RANGE-FINDING/SCREENING STUDIES: yes, see above under study details

COMPARISON WITH HISTORICAL CONTROL DATA:

the second experiment was done twice due to an error in the first trial (induced instead of uninduced hamster liver)

treatments of strain TA100 in Experiment 1 produced a small increase in revertant numbers (1.3 fold over the negative solvent control counts) in the presence of metabolic activation, that was however statistically significant at the 1% levelwhen the data were analysed using Dunnett's test. However, this increase was not reproduced in the second experiment (either with 'standard' or 'Prival' S-9 mix) and was therefore not attributed to mutagenic activity, but was considered to have been a chance occurrence. This study was therefore considered to have provided no clear evidence of mutagenic activity.

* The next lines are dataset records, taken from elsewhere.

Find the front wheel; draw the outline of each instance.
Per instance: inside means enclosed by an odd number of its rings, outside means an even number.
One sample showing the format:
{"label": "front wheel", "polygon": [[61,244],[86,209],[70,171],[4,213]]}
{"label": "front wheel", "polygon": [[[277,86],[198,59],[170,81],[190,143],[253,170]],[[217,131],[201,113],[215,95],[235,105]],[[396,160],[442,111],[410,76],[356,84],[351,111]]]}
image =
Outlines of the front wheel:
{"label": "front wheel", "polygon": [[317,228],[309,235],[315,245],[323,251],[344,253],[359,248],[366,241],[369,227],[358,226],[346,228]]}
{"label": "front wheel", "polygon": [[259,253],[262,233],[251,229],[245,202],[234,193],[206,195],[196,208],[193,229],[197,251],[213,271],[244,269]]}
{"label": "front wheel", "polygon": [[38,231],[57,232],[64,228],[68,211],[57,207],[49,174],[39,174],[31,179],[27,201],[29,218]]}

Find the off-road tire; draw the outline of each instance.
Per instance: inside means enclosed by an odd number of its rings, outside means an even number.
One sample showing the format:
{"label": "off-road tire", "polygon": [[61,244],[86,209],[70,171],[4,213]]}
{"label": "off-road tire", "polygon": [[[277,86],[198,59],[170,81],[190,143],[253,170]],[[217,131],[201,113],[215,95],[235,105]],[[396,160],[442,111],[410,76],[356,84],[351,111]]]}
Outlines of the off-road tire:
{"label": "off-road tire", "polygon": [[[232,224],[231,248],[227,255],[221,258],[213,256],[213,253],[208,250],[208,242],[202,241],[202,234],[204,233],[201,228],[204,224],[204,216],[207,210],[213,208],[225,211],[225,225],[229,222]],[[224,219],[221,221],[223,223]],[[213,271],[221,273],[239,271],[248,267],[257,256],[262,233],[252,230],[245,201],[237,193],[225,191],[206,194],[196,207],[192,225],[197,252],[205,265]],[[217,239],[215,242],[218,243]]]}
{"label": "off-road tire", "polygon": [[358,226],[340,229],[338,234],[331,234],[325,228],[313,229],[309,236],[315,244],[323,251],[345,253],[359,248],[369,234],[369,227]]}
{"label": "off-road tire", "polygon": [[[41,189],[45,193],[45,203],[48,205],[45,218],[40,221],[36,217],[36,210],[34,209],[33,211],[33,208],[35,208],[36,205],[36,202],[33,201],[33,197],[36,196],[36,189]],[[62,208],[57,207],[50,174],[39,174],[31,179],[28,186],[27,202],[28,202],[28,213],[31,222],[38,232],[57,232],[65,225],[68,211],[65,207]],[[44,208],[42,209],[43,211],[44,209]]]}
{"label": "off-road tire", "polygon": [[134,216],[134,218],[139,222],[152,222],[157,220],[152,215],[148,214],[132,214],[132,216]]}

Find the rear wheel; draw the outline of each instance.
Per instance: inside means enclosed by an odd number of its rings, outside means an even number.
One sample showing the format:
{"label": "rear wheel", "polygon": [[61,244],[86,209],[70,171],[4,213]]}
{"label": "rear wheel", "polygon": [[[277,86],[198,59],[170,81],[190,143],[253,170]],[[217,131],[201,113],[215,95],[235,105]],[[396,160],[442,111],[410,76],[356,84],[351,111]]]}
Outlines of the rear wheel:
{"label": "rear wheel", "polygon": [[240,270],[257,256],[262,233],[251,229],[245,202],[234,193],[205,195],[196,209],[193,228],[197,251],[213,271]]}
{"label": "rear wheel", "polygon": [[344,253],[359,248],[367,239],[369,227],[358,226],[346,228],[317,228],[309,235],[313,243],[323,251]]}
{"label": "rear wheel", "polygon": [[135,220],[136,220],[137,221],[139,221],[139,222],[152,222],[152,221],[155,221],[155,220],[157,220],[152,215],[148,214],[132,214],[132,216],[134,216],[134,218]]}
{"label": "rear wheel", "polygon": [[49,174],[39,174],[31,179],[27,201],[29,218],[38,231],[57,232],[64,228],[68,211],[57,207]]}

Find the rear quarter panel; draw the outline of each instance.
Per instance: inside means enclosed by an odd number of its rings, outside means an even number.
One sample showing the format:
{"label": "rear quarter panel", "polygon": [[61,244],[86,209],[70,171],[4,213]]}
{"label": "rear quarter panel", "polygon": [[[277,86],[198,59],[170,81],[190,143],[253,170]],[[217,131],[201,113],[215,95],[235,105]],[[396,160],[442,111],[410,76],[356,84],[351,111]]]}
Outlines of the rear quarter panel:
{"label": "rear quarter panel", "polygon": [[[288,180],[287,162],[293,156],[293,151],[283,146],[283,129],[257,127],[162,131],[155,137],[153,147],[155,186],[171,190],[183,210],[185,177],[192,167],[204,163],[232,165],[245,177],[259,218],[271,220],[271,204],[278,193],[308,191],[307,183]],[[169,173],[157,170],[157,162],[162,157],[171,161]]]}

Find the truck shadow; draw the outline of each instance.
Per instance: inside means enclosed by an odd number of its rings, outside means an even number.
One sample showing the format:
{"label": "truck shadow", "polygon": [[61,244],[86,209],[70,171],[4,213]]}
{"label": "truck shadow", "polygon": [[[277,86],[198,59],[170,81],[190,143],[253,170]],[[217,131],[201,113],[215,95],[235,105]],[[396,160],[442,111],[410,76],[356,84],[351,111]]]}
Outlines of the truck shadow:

Applicant's summary and conclusion

Conclusions:
It was concluded that the test item did not induce mutation when tested in five strains of Salmonella typhimurium (TA98, TA100, TA1535, TA1537 and TA1538) and one strain of Escherichia coli (WP2 uvrA) under the conditions employed for this study, which included treatment up to 1500 /µg/plate (a precipitating dose, approaching and/or extending into the toxic range), both in the absence and in the presence of metabolic activation systems (both 'standard' and 'reductive' S-9 mixes).